29 January 1886 – Karl Benz files the patent for his 1886 Motorwagen
The car started here. Well, one of them did. Several vehicles have been unearthed over the years that predated Karl Benz’s Patent-Motorwagen of 1886, but the idea of a self-propelled vehicle powered by an internal combustion engine with electric ignition – a car, by any other name – was exactly what Karl Benz submitted to the Imperial Patent Office in Berlin.
“The present construction is intended mainly for the operation of light carts and small boats, such as are used to transport one to four persons” read the text accompanying the patent images. “The driving power is provided by a small gas engine… the engine cylinder is kept at a steady temperature by the evaporation of water.”
Diagrams showed the spindly car’s primary elements, free of the embellishments that would decorate the prototype, illustrating the vehicle’s three-wheeled layout, its massive flywheel and its rear-mounted engine.
Other figures in the patent listing detailed the engine itself, the mechanism for starting and stopping the Motorwagen, and the mechanism for cooling the single cylinder – though Benz was clear to point out that he was patenting neither the engine nor the cooler itself.
The wording goes on, noting the tube frame construction of the chassis – notably described as a carriage frame, the most relevant reference to other transportation of the era – and that the “gas used to supply the motorengine [sic] is generated from naphtha or any similar or suitable light hydrocarbon.”
Benz goes on to describe how the flywheel, such a feature of the Motorwagen, is in the best position for both control of the vehicle, while low enough to ensure decent stability, and how the drive system works – moving the Motorwagen from rest meant pushing on a lever, which engaged a leather belt between the engine and the pulley that drove the rear axle via chains.
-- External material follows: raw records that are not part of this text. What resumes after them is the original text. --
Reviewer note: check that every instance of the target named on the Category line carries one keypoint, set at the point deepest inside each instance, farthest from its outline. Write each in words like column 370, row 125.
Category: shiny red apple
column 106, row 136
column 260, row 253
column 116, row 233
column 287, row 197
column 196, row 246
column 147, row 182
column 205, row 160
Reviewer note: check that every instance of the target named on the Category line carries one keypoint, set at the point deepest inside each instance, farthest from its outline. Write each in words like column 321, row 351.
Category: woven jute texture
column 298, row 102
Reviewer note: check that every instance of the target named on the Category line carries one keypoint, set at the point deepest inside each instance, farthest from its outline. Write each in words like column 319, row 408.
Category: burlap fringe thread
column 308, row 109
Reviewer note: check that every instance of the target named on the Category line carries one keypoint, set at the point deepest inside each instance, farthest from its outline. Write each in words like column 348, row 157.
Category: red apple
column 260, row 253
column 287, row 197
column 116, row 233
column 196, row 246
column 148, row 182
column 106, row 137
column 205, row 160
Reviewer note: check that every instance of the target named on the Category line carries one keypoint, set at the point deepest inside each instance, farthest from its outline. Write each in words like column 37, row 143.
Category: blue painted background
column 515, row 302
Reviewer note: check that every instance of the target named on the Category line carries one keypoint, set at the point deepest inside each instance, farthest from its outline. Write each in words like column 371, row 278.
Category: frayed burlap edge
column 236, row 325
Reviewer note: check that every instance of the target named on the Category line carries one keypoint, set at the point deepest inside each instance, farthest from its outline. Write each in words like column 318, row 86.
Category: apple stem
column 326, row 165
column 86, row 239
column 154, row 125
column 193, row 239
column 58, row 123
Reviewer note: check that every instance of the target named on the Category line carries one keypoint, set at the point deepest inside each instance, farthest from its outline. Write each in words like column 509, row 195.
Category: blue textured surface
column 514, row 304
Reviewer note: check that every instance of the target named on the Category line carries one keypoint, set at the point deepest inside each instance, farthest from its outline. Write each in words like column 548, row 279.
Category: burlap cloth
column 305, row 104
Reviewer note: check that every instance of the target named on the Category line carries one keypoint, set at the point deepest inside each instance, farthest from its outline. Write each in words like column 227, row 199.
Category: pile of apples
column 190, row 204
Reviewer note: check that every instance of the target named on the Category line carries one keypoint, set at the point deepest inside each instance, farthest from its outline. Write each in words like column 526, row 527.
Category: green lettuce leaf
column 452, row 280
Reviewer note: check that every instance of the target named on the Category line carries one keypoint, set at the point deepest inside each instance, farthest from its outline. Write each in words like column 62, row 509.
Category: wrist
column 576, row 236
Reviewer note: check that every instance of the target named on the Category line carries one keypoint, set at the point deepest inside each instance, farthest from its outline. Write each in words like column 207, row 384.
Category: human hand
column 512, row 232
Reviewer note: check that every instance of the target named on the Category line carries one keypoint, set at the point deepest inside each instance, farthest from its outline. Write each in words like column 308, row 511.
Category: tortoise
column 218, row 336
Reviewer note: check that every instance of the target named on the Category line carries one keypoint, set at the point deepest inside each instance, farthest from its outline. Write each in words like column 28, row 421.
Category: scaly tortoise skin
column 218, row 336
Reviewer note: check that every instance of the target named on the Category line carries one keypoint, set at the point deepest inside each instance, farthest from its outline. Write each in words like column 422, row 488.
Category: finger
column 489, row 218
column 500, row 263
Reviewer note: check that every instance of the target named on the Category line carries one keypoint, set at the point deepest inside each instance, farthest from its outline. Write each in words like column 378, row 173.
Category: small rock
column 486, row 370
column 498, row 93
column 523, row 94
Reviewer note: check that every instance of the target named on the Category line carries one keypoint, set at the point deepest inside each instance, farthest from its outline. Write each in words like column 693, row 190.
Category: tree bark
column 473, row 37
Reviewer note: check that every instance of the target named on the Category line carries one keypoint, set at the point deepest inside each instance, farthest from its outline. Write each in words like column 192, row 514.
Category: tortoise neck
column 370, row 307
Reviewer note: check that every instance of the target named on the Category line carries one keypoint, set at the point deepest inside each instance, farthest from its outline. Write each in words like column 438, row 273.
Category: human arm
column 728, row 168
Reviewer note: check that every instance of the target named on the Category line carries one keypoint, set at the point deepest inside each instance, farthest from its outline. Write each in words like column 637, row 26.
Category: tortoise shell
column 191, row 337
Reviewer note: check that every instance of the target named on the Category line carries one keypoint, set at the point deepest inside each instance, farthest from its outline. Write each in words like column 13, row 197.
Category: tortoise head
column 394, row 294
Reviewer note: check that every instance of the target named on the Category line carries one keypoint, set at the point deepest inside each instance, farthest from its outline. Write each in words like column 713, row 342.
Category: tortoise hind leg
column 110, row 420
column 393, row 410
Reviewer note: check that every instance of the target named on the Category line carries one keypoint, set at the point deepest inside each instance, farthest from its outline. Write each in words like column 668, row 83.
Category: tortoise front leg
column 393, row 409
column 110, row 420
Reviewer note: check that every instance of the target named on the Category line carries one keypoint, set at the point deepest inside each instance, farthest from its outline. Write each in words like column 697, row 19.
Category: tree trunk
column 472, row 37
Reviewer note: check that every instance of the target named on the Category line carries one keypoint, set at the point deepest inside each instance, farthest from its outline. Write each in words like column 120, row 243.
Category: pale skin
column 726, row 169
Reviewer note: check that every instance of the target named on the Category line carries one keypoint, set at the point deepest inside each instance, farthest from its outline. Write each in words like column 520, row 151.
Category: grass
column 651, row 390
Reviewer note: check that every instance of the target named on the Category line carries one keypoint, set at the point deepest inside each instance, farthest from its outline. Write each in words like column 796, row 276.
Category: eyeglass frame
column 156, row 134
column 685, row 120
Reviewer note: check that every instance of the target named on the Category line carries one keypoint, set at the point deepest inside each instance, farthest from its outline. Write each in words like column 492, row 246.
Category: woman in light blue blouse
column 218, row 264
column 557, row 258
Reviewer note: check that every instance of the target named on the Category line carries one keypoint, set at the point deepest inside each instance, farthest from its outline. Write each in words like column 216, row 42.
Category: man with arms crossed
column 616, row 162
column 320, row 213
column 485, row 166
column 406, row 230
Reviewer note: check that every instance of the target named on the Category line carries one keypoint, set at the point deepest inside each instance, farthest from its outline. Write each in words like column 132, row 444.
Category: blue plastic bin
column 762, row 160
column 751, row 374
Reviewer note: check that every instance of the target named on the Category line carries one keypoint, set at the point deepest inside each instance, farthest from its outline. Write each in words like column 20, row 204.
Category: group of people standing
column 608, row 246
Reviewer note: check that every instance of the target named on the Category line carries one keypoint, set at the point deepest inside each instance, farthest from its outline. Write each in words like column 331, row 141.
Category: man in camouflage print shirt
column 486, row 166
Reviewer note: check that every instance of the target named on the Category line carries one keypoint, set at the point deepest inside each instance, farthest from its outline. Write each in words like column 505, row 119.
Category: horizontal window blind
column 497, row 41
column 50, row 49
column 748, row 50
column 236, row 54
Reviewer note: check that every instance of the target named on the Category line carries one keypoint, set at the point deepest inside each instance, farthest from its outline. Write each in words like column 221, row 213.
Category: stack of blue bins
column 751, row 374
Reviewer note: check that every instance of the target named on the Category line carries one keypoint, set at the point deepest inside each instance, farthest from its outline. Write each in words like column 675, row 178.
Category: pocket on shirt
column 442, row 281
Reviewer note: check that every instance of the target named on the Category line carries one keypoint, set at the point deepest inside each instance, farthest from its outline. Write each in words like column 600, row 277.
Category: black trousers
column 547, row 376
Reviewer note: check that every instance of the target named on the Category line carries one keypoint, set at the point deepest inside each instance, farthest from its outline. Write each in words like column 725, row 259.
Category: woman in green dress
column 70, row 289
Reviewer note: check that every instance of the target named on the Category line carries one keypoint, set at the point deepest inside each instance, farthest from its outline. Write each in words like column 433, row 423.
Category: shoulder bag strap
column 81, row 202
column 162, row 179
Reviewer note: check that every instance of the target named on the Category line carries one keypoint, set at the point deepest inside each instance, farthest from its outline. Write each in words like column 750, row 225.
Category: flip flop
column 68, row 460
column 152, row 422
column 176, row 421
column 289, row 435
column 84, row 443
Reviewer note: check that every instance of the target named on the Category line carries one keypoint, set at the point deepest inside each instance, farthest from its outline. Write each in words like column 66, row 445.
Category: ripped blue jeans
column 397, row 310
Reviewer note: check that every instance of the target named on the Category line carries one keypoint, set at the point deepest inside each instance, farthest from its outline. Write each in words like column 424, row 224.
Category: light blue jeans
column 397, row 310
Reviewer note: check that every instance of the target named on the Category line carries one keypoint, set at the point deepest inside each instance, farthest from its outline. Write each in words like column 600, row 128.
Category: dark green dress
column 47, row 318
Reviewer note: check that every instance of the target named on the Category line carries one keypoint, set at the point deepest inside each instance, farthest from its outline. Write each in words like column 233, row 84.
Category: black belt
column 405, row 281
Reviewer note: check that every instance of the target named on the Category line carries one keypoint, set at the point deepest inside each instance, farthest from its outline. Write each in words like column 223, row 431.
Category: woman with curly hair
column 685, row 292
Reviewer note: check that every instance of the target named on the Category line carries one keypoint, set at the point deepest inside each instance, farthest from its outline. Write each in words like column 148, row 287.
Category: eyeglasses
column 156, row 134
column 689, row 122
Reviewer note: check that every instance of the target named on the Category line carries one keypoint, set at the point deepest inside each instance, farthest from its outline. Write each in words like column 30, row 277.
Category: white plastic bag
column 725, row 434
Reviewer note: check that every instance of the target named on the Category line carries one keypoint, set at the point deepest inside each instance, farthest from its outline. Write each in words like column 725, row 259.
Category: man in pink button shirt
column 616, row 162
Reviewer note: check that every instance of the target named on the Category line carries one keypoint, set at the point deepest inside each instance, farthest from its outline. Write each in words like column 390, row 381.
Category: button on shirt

That same pulley operates the brake – pulling the lever in the opposite direction creates friction on the drive pulley, slowing the three-quarters of a horsepower Benz from its modest top speed of around 10mph.
Not that Karl Benz spent much time at that speed himself. A resolute and somewhat obsessive engineer, Benz fretted away at improving his device rather than marketing it to anyone. It was his wife Bertha Benz who, in 1888, famously made the world’s first car journey, taking the couple’s teenage sons from Mannheim to Pforzheim and back, a round trip of more than 120 miles.
Bertha filled up the car at pharmacies along the way, using ligroin – a derivative of the naphtha mentioned in the patent – and cleaned out a blocked fuel line with a hat pin. The journey created enormous publicity for the vehicle, and the Benz family, while the trip also served as a valuable road test, highlighting the strengths and weaknesses of Benz’s design.
It’s estimated around 25 Patent Motorwagens were built in period, the latest in 1893. Mercedes-Benz more recently constructed several replicas, now owned by museums all around the world – and each and every one of them still operates just as Karl Benz’s own Motorwagen was designed to in 1886.